Back to the river the next day then. Having phoned the club to try and secure the weir swim for the evening I could hear the laughter in their voice when they told me the next free slot was Saturday. Who says anglers don't have a social life?

So I wandered down to my usual swim, hacking through the nettles to find someone already wedged in there. Don't know why he looks so surprised to see me - the undergrowth is so thick you could hide a river in here. So, I slogged back out to the towpath and made my way downstream to a spot above the sandbank where the river is wider, slower and deeper. I'd turned two slices of bread and a chunk of blue cheese into the world's most attractive cheese paste...or so I thought...but when I removed it from the creel it had turned into an unholy, sticky stinking mess. Impossible to keep on the hook, it stuck to everything else like glue. At one point I had some on the end of my nose. Shame, because I'm sure I would have caught something here, fishing almost under my rod tip, with the bait drifting tantalisingly just under a weed wrack; if only I'd had a float. And some proper bait.

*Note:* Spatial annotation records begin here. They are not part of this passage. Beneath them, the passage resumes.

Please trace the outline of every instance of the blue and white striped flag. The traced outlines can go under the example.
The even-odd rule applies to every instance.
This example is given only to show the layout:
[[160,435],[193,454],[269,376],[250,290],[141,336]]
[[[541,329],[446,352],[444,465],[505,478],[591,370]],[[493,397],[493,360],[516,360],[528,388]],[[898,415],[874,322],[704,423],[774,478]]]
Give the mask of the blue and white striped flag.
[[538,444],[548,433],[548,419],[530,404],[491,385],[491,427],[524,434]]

So, a few terse tugs and one missed lunge later, I was back below the sandbanks where the previous day's experience was repeated. Sharp bites I couldn't hit, no matter whether I used a big olive lead that held the bottom wherever I cast it, or an Arlsey bomb that rolled around a bit before settling into place. Best fun I had was right at the end, freelining a large lump of meat round the swim. I almost hit one of those.

The following morning I counted the cost of those bites that weren't misses - two on one knee, one on the back of my other leg, one on my throat and one - the worst - on a toe. Time for the Nepalese atomic insect repellant methinks.